É notório enfatizar que os participantes pertencentes a cada grupo focal foram identificados pela letra E de enfermeiro e, receberam uma numeração em algarismo arábico sequencial, garantindo-se, assim, o anonimato das falas. Desse modo, foram referenciados de E1 a E32.

Este estudo foi aprovado pelo Comitê de Ética em Pesquisa (CEP) da Universidade Federal de Alfenas (Unifal-MG), Parecer nº 139.518 em 05/11/2012, CAAE 08899312.8.0000.5142. Os enfermeiros assinaram o Termo de Consentimento Livre e Esclarecido (TCLE), conforme preconiza a Resolução do Conselho Nacional de Saúde (CNS) 466/126.

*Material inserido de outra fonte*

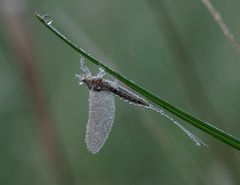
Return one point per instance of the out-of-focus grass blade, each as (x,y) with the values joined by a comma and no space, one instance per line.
(206,127)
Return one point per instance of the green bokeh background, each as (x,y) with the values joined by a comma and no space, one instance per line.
(143,147)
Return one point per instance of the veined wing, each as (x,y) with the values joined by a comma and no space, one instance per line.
(100,120)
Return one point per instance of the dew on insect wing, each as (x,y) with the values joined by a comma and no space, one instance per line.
(47,19)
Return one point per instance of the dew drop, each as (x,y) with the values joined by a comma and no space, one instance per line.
(47,19)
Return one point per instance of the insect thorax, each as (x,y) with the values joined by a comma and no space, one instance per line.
(94,83)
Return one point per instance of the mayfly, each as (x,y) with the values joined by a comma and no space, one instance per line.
(102,107)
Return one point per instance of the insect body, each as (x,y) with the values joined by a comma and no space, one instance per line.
(102,107)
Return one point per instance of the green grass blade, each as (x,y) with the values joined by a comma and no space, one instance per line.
(206,127)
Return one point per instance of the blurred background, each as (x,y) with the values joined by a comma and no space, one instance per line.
(171,48)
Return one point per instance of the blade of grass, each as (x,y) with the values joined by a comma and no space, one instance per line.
(206,127)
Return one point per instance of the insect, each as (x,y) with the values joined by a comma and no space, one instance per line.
(102,107)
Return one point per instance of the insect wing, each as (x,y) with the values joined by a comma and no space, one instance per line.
(100,120)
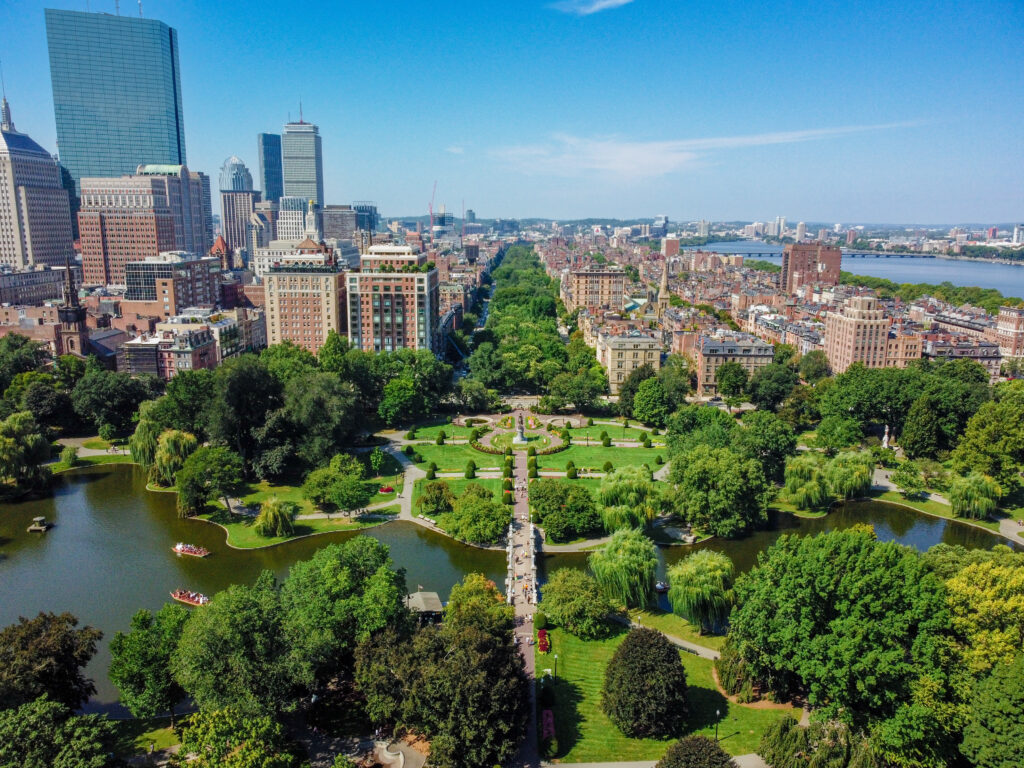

Para a análise dos dados utilizou-se a técnica de análise de conteúdo proposta por Minayo7, constituindo-se de três fases básicas: a pré-análise, a exploração do material e o tratamento dos resultados. A pré-análise é considerada a fase organizativa do estudo com o primeiro passo, em organizar os dados coletados nos grupos focais, realizados com os participantes do estudo, precedendo à transcrição dos gravadores digitais, respeitando os discursos na íntegra.

A fase nomeada exploração do material é a análise propriamente dita, tratando-se de um momento amplo do estudo, já que o mesmo requer um movimento de ir e vir dos discursos no intuito de explorar com profundidade o material disponível.

A fase denominada tratamento dos resultados consente ao pesquisador propor inferências e realizar posteriores interpretações prenunciadas no quadro teórico, vislumbrando novas frentes, servindo de base para outra análise, aludida pela leitura do material para novas dimensões teóricas, realizada pelo método da Hermenêutica-Dialética.

RESULTADOS E DISCUSSÃO

Para melhor enfatizar o entendimento da categoria empírica do estudo, fez-se a caracterização dos participantes, ressaltando que todos os enfermeiros são responsáveis por unidades de setores de pequena, média e grande complexidade. Dentre esses, predominou o sexo feminino, com faixa etária entre 20 a 40 anos. Destarte, os dados mostraram profissionais com algum tipo de Pós-Graduação Lato Sensu e somente uma enfermeira possuía Pós-Graduação Stricto Sensu. O tempo de serviço variou desde um ano até 25 anos de profissão, dez desses enfermeiros foram graduados por instituições públicas e 22 por instituições privadas.

Em relação aos 32 enfermeiros participantes do estudo, dez foram técnicos de enfermagem antes de concluírem a Graduação em Enfermagem; duas enfermeiras possuem mais de 20 anos de formadas; sete mais de 10 anos de formadas e, o restante 23 entre um a 10 anos de formados. Assim, dos dados qualitativos surgiram duas categorias "Facilidades para a SAE no cotidiano de trabalho do enfermeiro" e "Desafios para a SAE no cotidiano de trabalho do enfermeiro".

Facilidades para a SAE no cotidiano de trabalho do enfermeiro

Diante da evolução tecnológica, das constantes trocas de informações e demandas das instituições de saúde na tentativa de maximizar recursos, diminuir custos e melhorar a qualidade da assistência, têm se exigido cada vez mais da enfermagem o aperfeiçoamento dos serviços, o planejamento e a operacionalização dos cuidados, reforçando a necessidade incontestável de se adotar e consolidar a SAE8,9.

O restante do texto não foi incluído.